The integration of the Merritt repository with Amazon’s S3 and Glacier cloud storage services, previously described in an August 16 post on the Data Pub blog, is now mostly complete. The new Amazon storage supplements Merritt’s longstanding reliance on UC private cloud offerings at UCLA and UCSD. Content tagged for public access is now routed to S3 for primary storage, with automatic replication to UCSD and UCLA. Private content is routed first to UCSD, and then replicated to UCLA and Glacier. Content is served for retrieval from the primary storage location; in the unlikely event of a failure, Merritt automatically retries from secondary UCSD or UCLA storage. Glacier, which provides near-line storage with four hour retrieval latency, is not used to respond to user-initiated retrieval requests.
|Content Type||Primary Storage||Secondary Storage||Primary Retrieval||Secondary Retrieval|
In preparation for this integration, all retrospective public content, over 1.1 million objects and 3 TB, was copied from UCSD to S3, a process that took about six days to complete. A similar move from UCSD to Glacier is now underway for the much larger corpus of private content, 1.5 million objects and 71 TB, which is expected to take about five weeks to complete.
The Merritt-Amazon integration enables more optimized internal workflows and increased levels of reliability and preservation assurance.

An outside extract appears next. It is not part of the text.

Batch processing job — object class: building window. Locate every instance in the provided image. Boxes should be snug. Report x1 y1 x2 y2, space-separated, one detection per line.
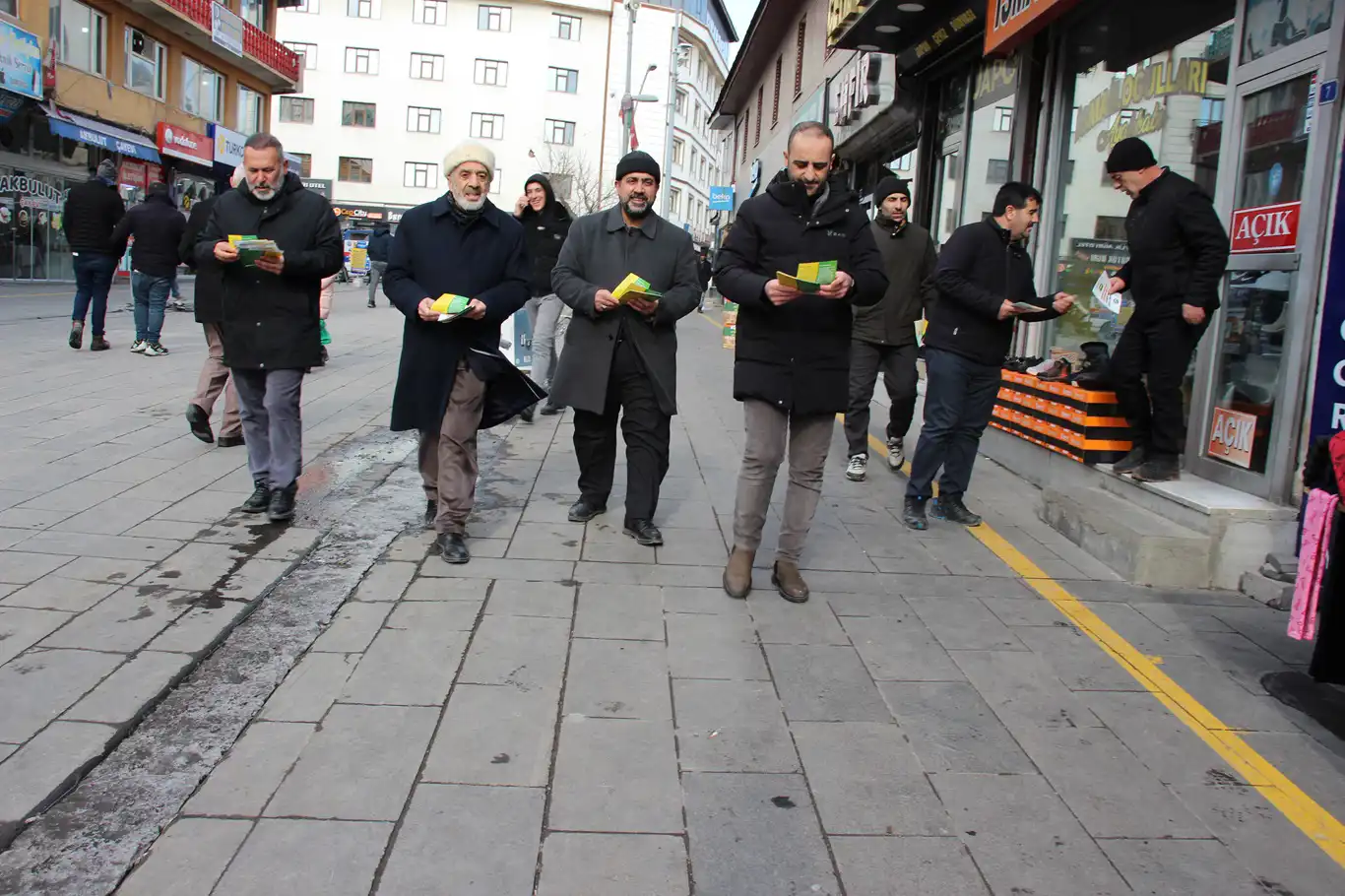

It also holds the promise of lowering overall storage costs, and thus, the recharge price of Merritt for our campus customers. Amazon has, for example, recently announced significant price reductions for S3 and Glacier storage capacity, although their transactional fees remain unchanged. Once the long-term impact of S3 and Glacier pricing on Merritt costs is understood, CDL will be able to revise Merritt pricing appropriately.
CDL is also investigating the possible use of the Oracle archive cloud, as a lower-cost alternative, or supplement, to Glacier for dark archival content hosting. While offering similar function to Glacier, including four hour retrieval latency, Oracle’s price point is about 1/4th of Glacier’s for storage capacity.